Throughout his years on the courts presided over by Chief Justices Earl Warren and Warren Burger, he was also a supporter of abortion rights and of expanding the rights of individuals often forgotten by society — prison inmates, welfare recipients and the mentally disabled.

Rabbi David Saperstein, the director of the Religious Action Center of Reform Judaism, who also teaches church-state law at Georgetown University, said Brennan's vision of liberty and justice "shaped a new order in America that provided Jews and others with more rights, freedoms and opportunities than they have ever known in diaspora life."

His views on church-state separation were reflected in a 1976 opinion, in which he wrote: "The discrete interests of government and religion are mutually best served when each avoids too close a proximity to the other."

During the 1960s, Brennan played major roles in Supreme Court decisions that banned officially sponsored prayers and Bible readings from public schools.

"He was part of majorities that built up a very strong wall of separation that the court has just been chipping away at since he left," said Steve Freeman, director of legal affairs for the Anti-Defamation League.

Brennan argued with equal force for religious liberty.

"In terms of the free exercise of religion, he was the strongest advocate on the court," said Lewin, who has argued numerous religion cases before the high court and served as a court clerk during the 1960s.

In one of the most important rulings this century for the free exercise of religion, Brennan wrote the majority opinion in 1963's Sherbert vs. Verner, stating that only a compelling state interest could justify limitations on religious liberty.

The decision remained intact until 1990, when the court ruled that laws neutral toward religion were valid — even if they infringe on some people's religious beliefs.

That ruling prompted Congress in 1993 to enact the Religious Freedom Restoration Act, which made it harder for government to interfere with religion.

In June a divided court struck down the law as unconstitutional.

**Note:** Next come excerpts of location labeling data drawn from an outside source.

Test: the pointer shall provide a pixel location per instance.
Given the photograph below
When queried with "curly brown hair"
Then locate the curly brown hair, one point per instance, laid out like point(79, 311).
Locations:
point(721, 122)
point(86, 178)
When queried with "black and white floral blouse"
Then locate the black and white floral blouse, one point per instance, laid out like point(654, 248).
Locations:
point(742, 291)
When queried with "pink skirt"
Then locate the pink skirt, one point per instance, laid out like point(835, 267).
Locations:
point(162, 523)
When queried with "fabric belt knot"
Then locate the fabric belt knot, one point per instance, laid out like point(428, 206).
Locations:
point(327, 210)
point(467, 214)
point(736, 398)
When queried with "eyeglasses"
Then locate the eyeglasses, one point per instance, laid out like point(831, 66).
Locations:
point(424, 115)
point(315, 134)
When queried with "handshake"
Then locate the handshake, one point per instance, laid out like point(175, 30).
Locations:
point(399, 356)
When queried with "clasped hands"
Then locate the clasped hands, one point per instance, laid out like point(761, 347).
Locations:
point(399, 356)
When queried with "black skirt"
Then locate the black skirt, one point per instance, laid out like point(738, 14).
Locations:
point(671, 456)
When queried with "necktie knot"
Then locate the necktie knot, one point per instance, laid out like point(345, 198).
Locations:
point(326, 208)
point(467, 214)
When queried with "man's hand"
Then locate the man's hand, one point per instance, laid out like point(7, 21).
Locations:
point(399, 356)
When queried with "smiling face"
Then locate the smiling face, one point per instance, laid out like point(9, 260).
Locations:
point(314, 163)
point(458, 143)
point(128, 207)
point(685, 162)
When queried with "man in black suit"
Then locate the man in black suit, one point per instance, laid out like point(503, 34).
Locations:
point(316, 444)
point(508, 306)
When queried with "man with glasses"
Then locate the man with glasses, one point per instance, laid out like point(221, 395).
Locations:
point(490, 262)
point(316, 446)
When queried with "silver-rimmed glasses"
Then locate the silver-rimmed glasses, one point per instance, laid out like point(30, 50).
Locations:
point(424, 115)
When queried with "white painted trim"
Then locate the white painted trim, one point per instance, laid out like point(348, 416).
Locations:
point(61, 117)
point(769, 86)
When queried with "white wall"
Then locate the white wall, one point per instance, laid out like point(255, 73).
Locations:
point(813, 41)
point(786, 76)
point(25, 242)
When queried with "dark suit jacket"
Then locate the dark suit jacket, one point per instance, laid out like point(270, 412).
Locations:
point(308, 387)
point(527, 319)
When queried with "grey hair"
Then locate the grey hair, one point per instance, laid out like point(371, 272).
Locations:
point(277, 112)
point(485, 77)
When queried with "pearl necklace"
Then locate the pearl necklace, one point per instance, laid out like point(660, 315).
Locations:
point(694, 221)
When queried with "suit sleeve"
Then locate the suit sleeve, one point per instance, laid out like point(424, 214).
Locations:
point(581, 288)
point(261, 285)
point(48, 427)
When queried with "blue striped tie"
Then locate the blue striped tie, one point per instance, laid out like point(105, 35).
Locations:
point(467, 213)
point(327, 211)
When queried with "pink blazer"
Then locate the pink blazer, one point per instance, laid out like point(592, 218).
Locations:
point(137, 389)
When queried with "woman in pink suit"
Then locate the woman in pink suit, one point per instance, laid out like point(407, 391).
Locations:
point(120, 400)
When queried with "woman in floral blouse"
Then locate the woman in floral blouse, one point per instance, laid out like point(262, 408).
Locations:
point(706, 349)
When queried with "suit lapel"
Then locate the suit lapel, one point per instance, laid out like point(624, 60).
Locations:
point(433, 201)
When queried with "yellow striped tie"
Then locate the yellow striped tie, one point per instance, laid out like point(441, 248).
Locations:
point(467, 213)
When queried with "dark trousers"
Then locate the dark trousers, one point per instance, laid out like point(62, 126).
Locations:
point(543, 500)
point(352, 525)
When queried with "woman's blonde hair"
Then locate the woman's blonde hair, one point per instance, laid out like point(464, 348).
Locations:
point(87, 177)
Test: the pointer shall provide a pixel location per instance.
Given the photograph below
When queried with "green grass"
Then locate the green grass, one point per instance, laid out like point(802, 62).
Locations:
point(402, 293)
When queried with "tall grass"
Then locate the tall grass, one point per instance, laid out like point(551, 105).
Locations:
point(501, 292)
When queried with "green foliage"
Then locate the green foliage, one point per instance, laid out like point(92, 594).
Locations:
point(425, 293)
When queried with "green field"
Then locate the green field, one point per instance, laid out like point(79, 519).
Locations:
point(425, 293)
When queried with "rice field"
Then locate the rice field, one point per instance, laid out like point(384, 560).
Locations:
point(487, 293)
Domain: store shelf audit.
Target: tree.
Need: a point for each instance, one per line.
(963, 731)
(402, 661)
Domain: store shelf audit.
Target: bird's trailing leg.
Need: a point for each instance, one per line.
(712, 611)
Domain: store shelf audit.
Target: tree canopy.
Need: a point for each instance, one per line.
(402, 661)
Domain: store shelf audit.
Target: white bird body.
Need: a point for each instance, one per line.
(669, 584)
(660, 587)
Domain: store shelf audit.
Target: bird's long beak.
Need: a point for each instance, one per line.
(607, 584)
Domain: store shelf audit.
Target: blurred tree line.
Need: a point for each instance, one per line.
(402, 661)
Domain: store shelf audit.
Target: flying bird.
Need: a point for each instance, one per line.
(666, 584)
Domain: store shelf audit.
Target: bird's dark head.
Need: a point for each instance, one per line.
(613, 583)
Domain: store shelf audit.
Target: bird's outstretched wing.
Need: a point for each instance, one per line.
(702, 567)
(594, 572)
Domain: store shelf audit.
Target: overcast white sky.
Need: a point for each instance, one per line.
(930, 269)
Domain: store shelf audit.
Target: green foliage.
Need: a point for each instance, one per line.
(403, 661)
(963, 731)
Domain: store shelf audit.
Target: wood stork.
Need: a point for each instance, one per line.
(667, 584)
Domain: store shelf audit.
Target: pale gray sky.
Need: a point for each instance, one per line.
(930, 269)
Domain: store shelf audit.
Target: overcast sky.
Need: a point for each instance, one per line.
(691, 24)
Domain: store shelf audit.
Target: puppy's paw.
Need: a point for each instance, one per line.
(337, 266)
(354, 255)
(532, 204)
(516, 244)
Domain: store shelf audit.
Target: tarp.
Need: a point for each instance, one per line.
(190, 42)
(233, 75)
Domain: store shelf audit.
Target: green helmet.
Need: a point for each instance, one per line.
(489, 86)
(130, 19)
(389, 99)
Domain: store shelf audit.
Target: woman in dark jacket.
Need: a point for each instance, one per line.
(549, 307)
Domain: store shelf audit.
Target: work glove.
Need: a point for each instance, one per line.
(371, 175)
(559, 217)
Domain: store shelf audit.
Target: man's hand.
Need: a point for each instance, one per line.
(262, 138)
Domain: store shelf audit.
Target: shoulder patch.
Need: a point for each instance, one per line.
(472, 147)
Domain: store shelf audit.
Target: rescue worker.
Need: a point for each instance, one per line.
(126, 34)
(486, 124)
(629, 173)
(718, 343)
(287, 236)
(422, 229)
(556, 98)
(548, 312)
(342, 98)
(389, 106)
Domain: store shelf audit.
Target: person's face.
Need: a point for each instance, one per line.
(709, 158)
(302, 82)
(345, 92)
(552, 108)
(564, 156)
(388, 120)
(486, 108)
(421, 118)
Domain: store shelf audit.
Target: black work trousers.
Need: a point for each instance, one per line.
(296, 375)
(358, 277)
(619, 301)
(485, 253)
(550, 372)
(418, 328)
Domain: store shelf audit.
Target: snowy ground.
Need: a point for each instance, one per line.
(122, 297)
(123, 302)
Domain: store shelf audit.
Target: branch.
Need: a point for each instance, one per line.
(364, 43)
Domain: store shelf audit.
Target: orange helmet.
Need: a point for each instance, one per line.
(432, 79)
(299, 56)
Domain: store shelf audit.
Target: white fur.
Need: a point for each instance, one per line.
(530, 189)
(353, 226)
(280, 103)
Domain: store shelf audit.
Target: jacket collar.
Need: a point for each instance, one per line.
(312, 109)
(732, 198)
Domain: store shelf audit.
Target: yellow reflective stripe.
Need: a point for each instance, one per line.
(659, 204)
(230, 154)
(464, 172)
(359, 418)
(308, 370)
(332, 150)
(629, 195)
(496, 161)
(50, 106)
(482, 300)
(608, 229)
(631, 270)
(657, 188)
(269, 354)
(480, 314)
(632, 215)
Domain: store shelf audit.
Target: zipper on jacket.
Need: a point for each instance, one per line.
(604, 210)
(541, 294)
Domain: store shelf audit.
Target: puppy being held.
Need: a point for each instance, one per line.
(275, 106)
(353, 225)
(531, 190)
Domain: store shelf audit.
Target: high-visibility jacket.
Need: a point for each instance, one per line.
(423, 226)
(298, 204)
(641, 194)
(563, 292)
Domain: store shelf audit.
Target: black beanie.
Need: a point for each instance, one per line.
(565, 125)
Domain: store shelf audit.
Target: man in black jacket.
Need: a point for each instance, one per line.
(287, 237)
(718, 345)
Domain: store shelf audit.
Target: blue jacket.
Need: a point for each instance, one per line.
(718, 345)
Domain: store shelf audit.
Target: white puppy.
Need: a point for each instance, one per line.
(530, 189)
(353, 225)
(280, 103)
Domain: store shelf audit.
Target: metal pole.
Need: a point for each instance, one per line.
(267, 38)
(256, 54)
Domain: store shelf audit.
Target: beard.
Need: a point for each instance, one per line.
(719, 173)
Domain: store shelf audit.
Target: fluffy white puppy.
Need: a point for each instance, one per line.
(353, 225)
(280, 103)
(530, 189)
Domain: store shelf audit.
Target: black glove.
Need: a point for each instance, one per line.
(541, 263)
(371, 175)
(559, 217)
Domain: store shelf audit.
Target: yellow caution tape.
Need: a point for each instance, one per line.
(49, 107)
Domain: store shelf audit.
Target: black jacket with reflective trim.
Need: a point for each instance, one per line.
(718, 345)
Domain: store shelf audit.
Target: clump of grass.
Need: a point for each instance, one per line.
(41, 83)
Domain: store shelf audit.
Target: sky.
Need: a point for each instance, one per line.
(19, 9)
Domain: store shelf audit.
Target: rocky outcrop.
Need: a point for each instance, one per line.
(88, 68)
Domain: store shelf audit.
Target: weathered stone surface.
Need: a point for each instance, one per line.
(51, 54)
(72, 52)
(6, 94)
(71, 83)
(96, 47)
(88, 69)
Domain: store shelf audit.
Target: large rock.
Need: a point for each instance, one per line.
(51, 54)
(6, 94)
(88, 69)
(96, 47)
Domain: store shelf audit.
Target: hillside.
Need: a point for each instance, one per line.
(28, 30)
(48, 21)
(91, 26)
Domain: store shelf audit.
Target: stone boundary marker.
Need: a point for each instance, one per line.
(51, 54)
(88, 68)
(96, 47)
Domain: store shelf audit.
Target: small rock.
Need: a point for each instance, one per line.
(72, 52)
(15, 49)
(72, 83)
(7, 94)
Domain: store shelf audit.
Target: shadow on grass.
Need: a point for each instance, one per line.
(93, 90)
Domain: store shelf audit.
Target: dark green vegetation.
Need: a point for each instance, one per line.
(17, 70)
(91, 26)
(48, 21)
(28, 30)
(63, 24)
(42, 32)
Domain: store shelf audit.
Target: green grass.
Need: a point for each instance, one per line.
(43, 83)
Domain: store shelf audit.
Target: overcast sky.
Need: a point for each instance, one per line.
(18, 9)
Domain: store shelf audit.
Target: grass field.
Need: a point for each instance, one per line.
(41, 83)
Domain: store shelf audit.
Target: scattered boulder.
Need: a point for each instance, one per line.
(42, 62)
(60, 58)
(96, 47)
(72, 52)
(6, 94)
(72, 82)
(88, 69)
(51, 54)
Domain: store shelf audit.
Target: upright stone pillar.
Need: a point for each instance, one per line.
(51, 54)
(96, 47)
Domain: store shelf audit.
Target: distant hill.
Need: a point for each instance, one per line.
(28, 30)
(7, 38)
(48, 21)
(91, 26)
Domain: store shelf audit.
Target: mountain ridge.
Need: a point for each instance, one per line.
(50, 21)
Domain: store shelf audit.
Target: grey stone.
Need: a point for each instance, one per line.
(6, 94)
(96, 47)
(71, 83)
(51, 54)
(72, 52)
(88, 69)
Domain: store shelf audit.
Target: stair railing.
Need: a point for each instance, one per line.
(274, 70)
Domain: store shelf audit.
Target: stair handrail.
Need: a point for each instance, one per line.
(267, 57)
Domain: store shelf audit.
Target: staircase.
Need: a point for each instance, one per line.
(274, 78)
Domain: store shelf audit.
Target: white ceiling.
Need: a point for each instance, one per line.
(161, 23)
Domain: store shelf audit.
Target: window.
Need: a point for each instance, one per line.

Brennan was particularly eloquent in his defense of religious freedom. In his dissent in Goldman vs. Weinberger, the yarmulke case, he wrote:

"Through our Bill of Rights, we pledged ourselves to attain a level of human freedom and dignity that had no parallel in history. Our constitutional commitment to religious freedom and acceptance of religious pluralism is one of our greatest achievements in that noble endeavor.

"Almost 200 years after the First Amendment was drafted, tolerance and respect for all religions still set us apart from most other countries and draws to our shores refugees from religious persecution from around the world."

Some of his opinions on religious matters split the Jewish community. Brennan wrote the majority opinion in Aguilar vs. Felton, a 1985 ruling that banned public school teachers from offering remedial instruction at religiously affiliated schools.

Orthodox Jews criticized the decision, but others including the American Jewish Congress lauded it.

The Supreme Court overturned that decision in June, saying the practice does not damage the church-state wall.